Activities: Seeders canvass the resources of a given government agency, identifying important URLs. They identify whether those URLs can be crawled by the Internet Archive’s web crawler. Using the EDGI Nomination Chrome extension, Seeders nominate crawlable URLs to the Internet Archive or add them to the Archivers app if they require manual archiving.
Activities: Researchers review “uncrawlables” identified during Seeding, confirm the URL/dataset is indeed uncrawlable, and investigate how the dataset could be best harvested. Researchers need to have a good understanding of harvesting goals and have some familiarity with datasets.
Activities: Harvesters take the “uncrawlable” data and try to figure out how to actually capture it based on the recommendations of the Researchers. This is a complex task which can require substantial technical expertise, and which requires different techniques for different tasks.
Activities: Baggers do some quality assurance on the dataset to make sure the content is correct and corresponds to what was described in the spreadsheet. Then they package the data into a bagit file (or “bag”), which includes basic technical metadata, and upload it to the final DataRefuge destination.
Activities: Describers create a descriptive record in the DataRefuge CKAN repository for each bag. Then they link the record to the bag and make the record public.
Activities: You will record stories about the importance of climate and environmental data on our everyday lives and share this work on social media as well as document the event.
Recommended Skills: Consider this path if you’re on social media (Facebook, Instagram, Twitter, whatever), if you can use Storify, if you have good listening and writing skills, and/or if you can make creative and engaging materials.
This event requires individuals who are interested in participating in the meta-narrative of Data Rescue events.
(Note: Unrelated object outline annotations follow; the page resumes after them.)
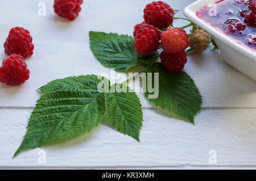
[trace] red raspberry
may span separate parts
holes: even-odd
[[[54,11],[60,16],[74,20],[81,11],[82,0],[54,0]]]
[[[152,25],[138,31],[134,41],[136,52],[150,54],[156,50],[160,45],[160,31]]]
[[[146,6],[144,19],[148,24],[159,28],[167,28],[174,20],[174,10],[166,3],[153,2]]]
[[[0,67],[0,82],[12,86],[23,83],[30,78],[30,70],[23,58],[13,54],[3,60]]]
[[[136,24],[134,27],[134,31],[133,32],[133,36],[135,37],[136,34],[137,33],[137,31],[139,30],[142,29],[142,28],[144,28],[144,27],[149,26],[148,24],[146,23],[145,22],[143,22],[141,23]]]
[[[161,34],[162,45],[169,53],[184,50],[188,47],[188,36],[186,32],[179,28],[168,28]]]
[[[249,14],[250,14],[250,11],[249,11],[244,10],[244,11],[242,11],[242,12],[240,12],[240,15],[242,17],[244,18],[244,17],[246,16]]]
[[[245,39],[245,41],[248,45],[253,45],[256,46],[256,36],[252,34],[249,34],[247,35],[247,37]]]
[[[228,31],[235,33],[238,31],[238,33],[241,33],[241,31],[245,29],[246,26],[243,23],[237,19],[229,19],[225,22],[224,28]]]
[[[256,14],[256,0],[250,0],[248,7],[253,13]]]
[[[182,70],[188,60],[187,52],[184,50],[175,53],[168,53],[164,50],[160,54],[160,58],[162,65],[172,74]]]
[[[13,53],[20,54],[23,58],[31,56],[34,50],[32,40],[28,30],[21,27],[11,28],[3,44],[5,54],[8,56]]]
[[[253,12],[250,13],[245,17],[245,23],[249,26],[256,28],[256,15]]]

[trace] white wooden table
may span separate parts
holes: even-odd
[[[256,169],[256,82],[209,50],[190,56],[185,68],[203,97],[195,126],[159,113],[139,94],[144,113],[141,143],[105,120],[89,134],[12,159],[40,96],[36,90],[56,78],[109,73],[89,49],[89,31],[131,35],[150,1],[85,0],[79,18],[69,23],[55,14],[53,0],[1,1],[0,59],[6,57],[3,44],[15,26],[30,30],[35,51],[26,60],[27,82],[0,85],[0,169]],[[193,1],[166,1],[183,9]],[[38,15],[41,2],[46,4],[46,16]],[[40,150],[46,153],[45,164],[38,161]],[[212,150],[216,163],[208,161]]]

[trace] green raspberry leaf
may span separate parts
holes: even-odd
[[[148,99],[149,93],[144,93],[150,103],[174,113],[194,124],[194,117],[200,110],[202,97],[191,77],[185,71],[171,74],[165,70],[160,63],[155,63],[145,71],[152,73],[154,86],[154,73],[159,73],[159,96]]]
[[[68,77],[40,88],[23,141],[14,157],[29,148],[73,138],[96,127],[105,112],[104,93],[97,91],[97,76]]]
[[[158,58],[155,52],[148,58],[139,58],[133,45],[134,38],[128,35],[90,31],[90,48],[104,66],[125,72],[133,66],[152,64]]]
[[[143,121],[139,99],[132,90],[125,85],[114,84],[112,86],[112,90],[114,90],[105,93],[109,120],[118,131],[139,141]]]

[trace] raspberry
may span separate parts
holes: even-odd
[[[54,11],[60,16],[74,20],[81,11],[82,0],[54,0]]]
[[[0,82],[17,86],[29,78],[30,70],[21,56],[13,54],[3,60],[3,65],[0,67]]]
[[[138,31],[139,31],[139,30],[142,29],[142,28],[148,26],[149,26],[149,24],[147,24],[147,23],[146,23],[145,22],[143,22],[141,23],[136,24],[134,27],[134,31],[133,32],[133,36],[134,36],[134,37],[136,36],[136,34],[137,34]]]
[[[162,65],[172,74],[176,74],[182,70],[188,60],[187,52],[184,50],[175,53],[168,53],[164,50],[160,54],[160,58]]]
[[[138,30],[135,37],[134,47],[138,53],[150,54],[160,45],[160,32],[150,25]]]
[[[256,45],[256,36],[251,34],[247,35],[247,37],[245,39],[245,41],[248,45]]]
[[[189,36],[189,46],[196,52],[203,52],[209,45],[209,35],[203,30],[194,30]]]
[[[162,45],[167,53],[175,53],[188,47],[188,36],[179,28],[168,28],[161,34]]]
[[[256,15],[253,12],[250,13],[245,17],[245,23],[249,26],[256,28]]]
[[[146,6],[144,19],[148,24],[159,28],[167,28],[174,20],[174,10],[165,2],[153,2]]]
[[[23,58],[31,56],[34,50],[32,40],[27,30],[21,27],[11,28],[3,44],[5,54],[7,56],[13,53],[20,54]]]
[[[248,7],[253,13],[256,14],[256,0],[250,0]]]
[[[245,10],[245,11],[242,11],[242,12],[240,12],[240,15],[242,17],[245,17],[248,14],[250,14],[250,11],[247,11],[247,10]]]
[[[238,30],[238,33],[241,33],[241,31],[245,30],[246,27],[246,26],[241,21],[237,19],[229,19],[225,22],[224,28],[233,33]]]

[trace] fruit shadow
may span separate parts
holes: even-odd
[[[51,20],[53,20],[56,23],[63,23],[61,27],[69,27],[73,24],[73,22],[69,21],[67,19],[60,17],[56,14],[53,14],[50,16]],[[60,24],[57,24],[60,26]]]
[[[23,84],[13,86],[5,83],[1,83],[0,85],[0,90],[4,93],[5,96],[11,96],[18,92],[21,90],[22,86],[23,86]]]

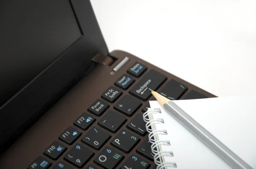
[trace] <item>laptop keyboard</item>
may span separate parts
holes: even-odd
[[[149,103],[144,103],[142,112],[138,112],[138,110],[143,106],[143,101],[147,101],[151,96],[148,89],[156,90],[167,78],[152,69],[140,77],[147,70],[147,68],[141,63],[134,63],[127,70],[128,74],[124,74],[113,82],[115,86],[107,89],[101,96],[99,96],[102,99],[97,99],[88,107],[89,113],[84,113],[78,117],[73,126],[70,126],[65,130],[64,129],[64,131],[59,137],[59,141],[54,141],[48,147],[46,147],[44,152],[45,156],[38,157],[28,168],[47,169],[51,166],[55,169],[81,168],[86,166],[88,161],[93,161],[93,166],[87,165],[84,168],[114,169],[122,162],[122,169],[148,169],[150,166],[149,161],[154,161],[151,144],[147,139],[143,141],[141,140],[143,137],[148,137],[143,113],[149,107]],[[135,78],[138,77],[140,78]],[[138,82],[132,86],[135,81]],[[170,79],[166,83],[159,93],[171,100],[180,99],[188,90],[186,85],[174,79]],[[130,88],[130,94],[123,94],[122,90]],[[185,98],[187,99],[207,97],[194,90],[186,96],[187,96]],[[120,99],[115,103],[119,97]],[[150,100],[155,99],[152,98]],[[110,107],[108,102],[115,103],[113,107],[114,111],[108,110]],[[97,121],[93,115],[103,117]],[[127,124],[125,129],[120,130],[127,121],[128,117],[133,118]],[[87,130],[96,122],[97,125]],[[113,133],[117,133],[114,138],[111,137],[111,134]],[[83,134],[84,135],[81,137]],[[72,148],[68,149],[65,144],[72,145],[78,139],[81,140],[81,143],[74,144]],[[102,148],[108,141],[112,146]],[[125,159],[124,154],[129,153],[138,144],[139,146],[136,150],[137,154],[131,153],[129,157]],[[100,153],[96,157],[93,151],[89,147],[100,152]],[[122,152],[120,153],[117,149]],[[66,151],[67,153],[61,157]],[[51,166],[48,158],[58,160],[58,163]]]

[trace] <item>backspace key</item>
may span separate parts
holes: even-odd
[[[167,79],[166,76],[151,69],[140,79],[129,93],[140,99],[146,101],[151,94],[148,89],[156,90]]]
Below are some sub-paths.
Activities: Surveyors identify key programs, datasets, and documents on Federal Agency websites that are vulnerable to change and loss. Using templates and how-to guides, they create Main Agency Primers in order to introduce a particular agency, and Sub-Agency Primers in order to guide web archiving efforts by laying out a list of URLs that cover the breadth of an office.
Activities: Help groups at this event document their workflows, or improve the DataRefuge documentation to make it clearer and easier to use.